Cabo Wabo is now Tahoe’s TaCo. If that twists your tongue, it can be loosened with a margarita – they’re pretty strong.
The Stateline Casino Corridor’s best-known subterranean Mexican restaurant and late-night music hub is redefined. After 14 years, the venue has changed to TaCo.
For music lovers, there’s a new sound system, new lasers and stage lights.
Beginning at 10 p.m., there is live music on Fridays and Saturdays, DJs on Thursdays and Sundays (service industry night) and Tuesdays, which is Latino Night. TaCo. has an increased emphasis on bringing local artists.
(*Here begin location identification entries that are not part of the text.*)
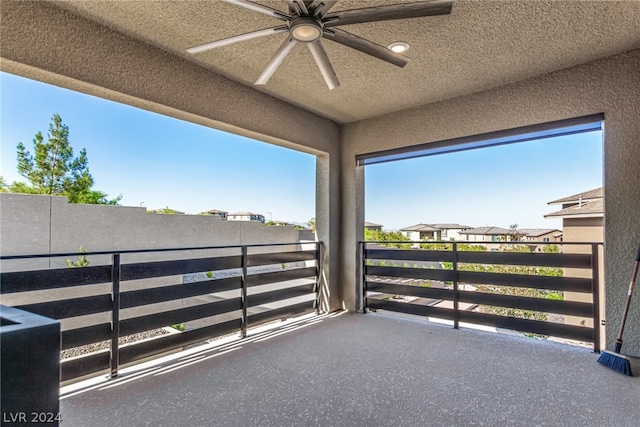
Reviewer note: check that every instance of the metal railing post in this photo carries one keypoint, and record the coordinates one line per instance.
(595, 289)
(319, 266)
(115, 316)
(456, 297)
(363, 276)
(243, 296)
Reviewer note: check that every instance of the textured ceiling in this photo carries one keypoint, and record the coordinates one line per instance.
(480, 45)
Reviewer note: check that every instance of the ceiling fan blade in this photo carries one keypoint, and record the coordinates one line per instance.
(320, 8)
(259, 8)
(238, 38)
(320, 55)
(297, 6)
(366, 46)
(385, 13)
(275, 62)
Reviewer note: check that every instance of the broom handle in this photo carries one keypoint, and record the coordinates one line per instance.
(628, 303)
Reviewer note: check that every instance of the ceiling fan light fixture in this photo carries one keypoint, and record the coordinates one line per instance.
(305, 30)
(399, 47)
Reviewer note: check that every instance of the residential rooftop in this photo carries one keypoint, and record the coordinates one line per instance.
(596, 193)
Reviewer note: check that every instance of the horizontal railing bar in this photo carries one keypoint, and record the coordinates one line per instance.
(410, 273)
(408, 255)
(87, 335)
(165, 343)
(416, 291)
(147, 270)
(24, 281)
(157, 320)
(522, 258)
(408, 308)
(573, 284)
(571, 308)
(155, 295)
(280, 294)
(62, 309)
(281, 276)
(86, 365)
(142, 251)
(281, 257)
(529, 325)
(282, 312)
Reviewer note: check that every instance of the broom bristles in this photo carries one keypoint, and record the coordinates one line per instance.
(617, 362)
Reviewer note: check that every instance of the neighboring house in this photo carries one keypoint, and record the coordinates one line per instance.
(488, 234)
(582, 217)
(581, 209)
(166, 210)
(245, 216)
(215, 212)
(540, 234)
(276, 222)
(372, 226)
(435, 231)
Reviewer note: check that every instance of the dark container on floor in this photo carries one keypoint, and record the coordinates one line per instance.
(30, 364)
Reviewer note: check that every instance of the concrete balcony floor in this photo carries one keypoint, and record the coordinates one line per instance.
(348, 369)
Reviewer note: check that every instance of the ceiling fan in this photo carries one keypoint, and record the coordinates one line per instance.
(308, 21)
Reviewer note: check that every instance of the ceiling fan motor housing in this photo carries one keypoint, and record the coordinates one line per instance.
(305, 29)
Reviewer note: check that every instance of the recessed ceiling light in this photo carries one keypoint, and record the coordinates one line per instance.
(399, 47)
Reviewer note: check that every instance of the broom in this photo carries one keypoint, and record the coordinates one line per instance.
(613, 359)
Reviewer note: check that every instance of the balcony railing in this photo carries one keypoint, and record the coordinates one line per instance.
(220, 290)
(452, 281)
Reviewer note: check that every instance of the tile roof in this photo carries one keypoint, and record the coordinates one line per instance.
(492, 231)
(596, 193)
(435, 227)
(421, 227)
(244, 214)
(371, 224)
(537, 232)
(591, 208)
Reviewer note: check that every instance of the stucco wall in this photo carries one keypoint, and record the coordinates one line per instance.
(610, 86)
(32, 224)
(46, 43)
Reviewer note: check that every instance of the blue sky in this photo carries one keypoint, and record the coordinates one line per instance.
(497, 186)
(159, 161)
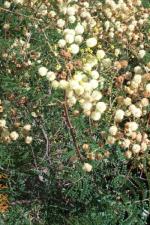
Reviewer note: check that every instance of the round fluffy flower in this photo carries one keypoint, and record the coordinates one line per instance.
(87, 167)
(27, 127)
(79, 29)
(119, 115)
(42, 71)
(74, 84)
(63, 84)
(137, 78)
(111, 140)
(145, 102)
(126, 143)
(148, 88)
(128, 154)
(74, 48)
(136, 148)
(94, 74)
(60, 23)
(19, 1)
(95, 115)
(113, 130)
(101, 107)
(72, 101)
(69, 38)
(71, 11)
(28, 140)
(127, 101)
(96, 95)
(107, 62)
(94, 83)
(141, 53)
(55, 84)
(133, 126)
(91, 42)
(14, 135)
(137, 113)
(143, 146)
(138, 70)
(100, 54)
(72, 19)
(79, 90)
(87, 106)
(61, 43)
(51, 76)
(2, 123)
“Cabo Wabo was known for nightlife and we want to be known for nightlife as well,” said General Manger James Redlark, who knows Lake Tahoe’s history as well as anyone. He grew up on the Nevada side and went to Whittell High School in Zephyr Cove.
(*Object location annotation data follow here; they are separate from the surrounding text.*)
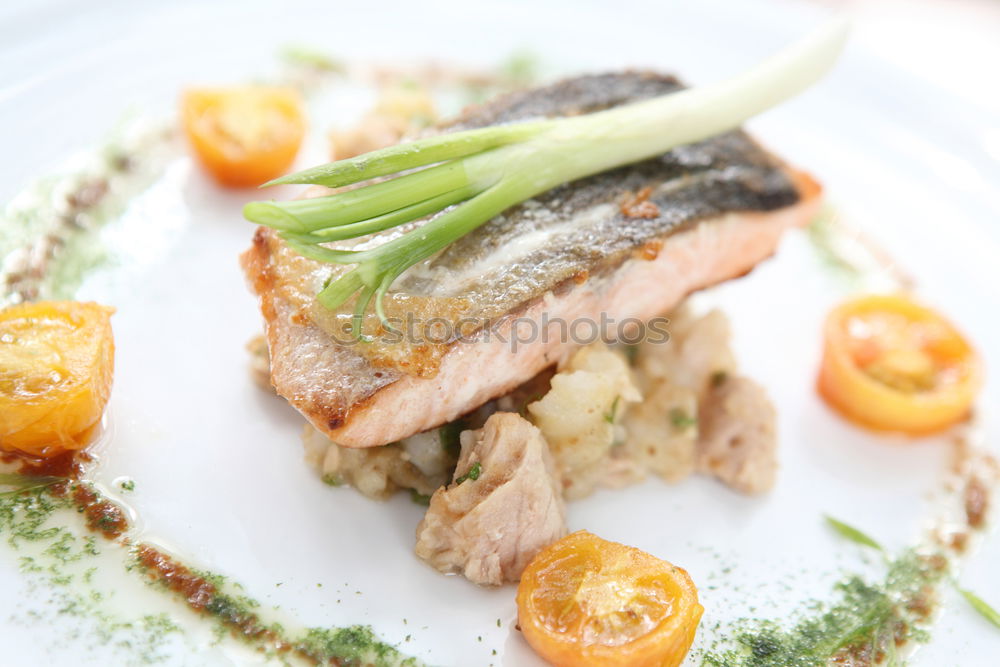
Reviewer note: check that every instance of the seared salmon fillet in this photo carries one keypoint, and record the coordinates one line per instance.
(628, 243)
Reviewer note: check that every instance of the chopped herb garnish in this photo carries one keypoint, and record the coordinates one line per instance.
(719, 378)
(420, 498)
(609, 416)
(864, 619)
(449, 434)
(332, 480)
(980, 605)
(853, 534)
(681, 420)
(473, 473)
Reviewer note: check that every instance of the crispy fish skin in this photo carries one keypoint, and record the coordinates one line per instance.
(631, 243)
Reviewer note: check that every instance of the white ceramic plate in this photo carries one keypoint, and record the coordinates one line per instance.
(218, 463)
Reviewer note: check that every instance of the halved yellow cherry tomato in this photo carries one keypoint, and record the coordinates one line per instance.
(586, 601)
(891, 364)
(56, 366)
(247, 135)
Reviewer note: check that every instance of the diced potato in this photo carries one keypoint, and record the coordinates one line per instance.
(578, 415)
(56, 368)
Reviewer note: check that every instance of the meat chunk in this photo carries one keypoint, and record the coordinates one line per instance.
(502, 508)
(737, 436)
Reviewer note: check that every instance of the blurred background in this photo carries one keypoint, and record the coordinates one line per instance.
(78, 67)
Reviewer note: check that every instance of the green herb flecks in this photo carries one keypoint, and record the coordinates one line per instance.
(420, 498)
(473, 473)
(853, 534)
(862, 625)
(612, 412)
(681, 420)
(448, 436)
(471, 176)
(58, 565)
(22, 483)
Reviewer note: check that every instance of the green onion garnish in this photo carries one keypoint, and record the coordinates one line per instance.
(474, 175)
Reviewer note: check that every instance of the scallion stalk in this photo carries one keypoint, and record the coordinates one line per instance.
(474, 175)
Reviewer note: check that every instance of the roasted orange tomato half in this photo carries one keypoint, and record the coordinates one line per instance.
(586, 601)
(56, 365)
(891, 364)
(247, 135)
Each of the employees were retained during the transition; in fact, two were added.
The menu is larger, too, with more tacos to choose from and a 1-pound-plus tri-tip for two. The kitchen opens at 4 p.m. on weekdays, noon on weekends.
About those margaritas: There’s a variety of tequilas seven different blends, some named after songs, including one that has Herradura Silver tequila and Midori liqueur. It’s called Season of the Witch, and drinking one will make you want to dust your broom like Elmore James.
The music goes at least until 1 a.m., except on Saturday night when it’s 3 a.m. Sunday. However, as long as people are there the music will continue to play.
TaCo. is located beneath Harveys Casino, and across downstairs hallway from Harrah’s Lake Tahoe.
Harveys Outdoor Arena is the site for 12-to-18 summertime shows a year. After-party bands will play at TaCo. after each concert.